If the time of delivery and/or starting of Order cannot be observed, The Seller is obliged to announce The Buyer about the estimated time of order completion. When permitted by law, The Buyer will be entitled to claim addition compensations from The Seller in case of total or partial non-fulfillment of Contract execution by the seller in accordance with the established terms. If The Seller receives incorrect information related to products invoicing or delivery, a new time for order fulfillment will be decided, this period being within 3 working days.

 

8. INVOICES – PAYMENTS

The price, method of payment and tern of payment are specified in Order.

 

9. RISKS AND RESPONSIBILITIES

a. Delivery

The Seller is obliged to dispatch The Goods and Services by parcel post or door-to-door delivery system to The Buyer.

b. Transport – Packing

Besides the case in which The Seller and Buyer agree otherwise, The Seller discharges from the risks and responsibilities associated with The Goods and Services at the moment of their transfer to post or to internal courier company wherewith The Seller collaborates or Buyer representative. The Seller will provide adequate packing of Goods and Services and will provide the transmission of accompanying documents.

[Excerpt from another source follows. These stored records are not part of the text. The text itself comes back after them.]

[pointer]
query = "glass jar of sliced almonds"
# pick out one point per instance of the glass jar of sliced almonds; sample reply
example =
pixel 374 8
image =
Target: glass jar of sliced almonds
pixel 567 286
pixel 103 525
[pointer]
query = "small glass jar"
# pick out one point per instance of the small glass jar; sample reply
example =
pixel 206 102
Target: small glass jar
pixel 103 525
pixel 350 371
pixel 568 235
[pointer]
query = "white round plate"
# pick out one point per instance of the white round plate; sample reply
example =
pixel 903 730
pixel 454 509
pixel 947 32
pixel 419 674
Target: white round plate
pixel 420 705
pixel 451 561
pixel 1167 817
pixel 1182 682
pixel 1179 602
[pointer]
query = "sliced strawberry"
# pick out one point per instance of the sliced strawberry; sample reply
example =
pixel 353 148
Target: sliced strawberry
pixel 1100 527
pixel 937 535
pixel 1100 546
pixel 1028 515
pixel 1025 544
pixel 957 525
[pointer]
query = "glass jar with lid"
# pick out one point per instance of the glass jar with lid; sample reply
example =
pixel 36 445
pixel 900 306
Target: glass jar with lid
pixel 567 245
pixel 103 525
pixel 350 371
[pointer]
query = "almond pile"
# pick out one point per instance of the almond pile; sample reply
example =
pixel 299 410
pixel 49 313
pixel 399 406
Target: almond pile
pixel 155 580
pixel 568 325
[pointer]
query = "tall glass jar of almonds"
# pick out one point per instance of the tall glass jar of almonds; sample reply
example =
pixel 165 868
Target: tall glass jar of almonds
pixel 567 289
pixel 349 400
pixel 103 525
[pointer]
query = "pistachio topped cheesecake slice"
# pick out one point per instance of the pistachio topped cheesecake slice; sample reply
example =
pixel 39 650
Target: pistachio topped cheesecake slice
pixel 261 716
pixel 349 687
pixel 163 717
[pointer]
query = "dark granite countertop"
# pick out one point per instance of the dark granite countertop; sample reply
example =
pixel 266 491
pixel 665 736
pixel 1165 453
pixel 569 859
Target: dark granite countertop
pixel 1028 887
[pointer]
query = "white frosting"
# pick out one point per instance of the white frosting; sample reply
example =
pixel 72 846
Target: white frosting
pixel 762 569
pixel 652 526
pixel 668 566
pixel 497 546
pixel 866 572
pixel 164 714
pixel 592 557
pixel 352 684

The Seller will deliver The Goods and Services on the territory of Romania and abroad.

 

10. ACCEPTANCE

Acceptance will be made when The Goods and Services comply with the technical specifications mentioned in Order. If The Buyer discovers that the delivered Products or Services do not comply with the specifications, than The Seller will bring to conformity The Products and Services. Also, The Buyer is entitled to return the products within 10 days is he is not satisfied by one quality of the product.

 

11. WARRANTIES

All products sold by the website www.redis.ro benefits of warrantee conditions according to legislation in force.

 

12. PROPERTY TRANSFER

The property on Goods and Services will be transferred at the moment of payment making on the part of The Buyer in the location indicated in order (understanding by delivery – signing for delivery of the transport document provided by courier or signing for delivery of fiscal invoice in case of deliveries executed by The Seller personnel). In case of post or courier delivery, these companies are not authorized by The Seller to allow The Buyer to open the packages before signing for delivery but also subsequent of signing for delivery payment of eventual counter-value for Goods and Services.

 

13. LIABILITY

The Seller cannot be responsible for any kind of damages that The Buyer of any third party may suffer as a result of fulfillment by the Seller of any liabilities according to The Order or for damages that result from the usage of Goods and Services after delivery and especially for product loss.

The Seller will be responsible if its sub-contractors and/or partners of any kind involved in The Order execution do not observe any contractual obligations.

 

14. FORCE MAJEURE

No party will be liable for the non-execution of its contractual obligations if such a non-execution dues to a force majeure event. Force majeure is the non-predictable event, beyond the parties control and which cannot be avoided.

 

15. APPLICABLE LAW – COMPETENCE

The present contract is subject to Romanian law. Eventual disputes appeared between the organizer and participants to the campaign will be settled amicably or, if this thing will not be possible, the disputes will be settled by Romanian competent law courts.

 

16. MISCELLANEOUS

The contract parties will be considered independent contractors and any party is not entitled or authorized to assume or create any obligation in the prejudice of the other. The terms and conditions from this contract replace other previous written or verbal agreements between the mentioned Parties regarding to the subject-matter of the present Contract and they cannot be amended or changed only by written agreement signed by both parties.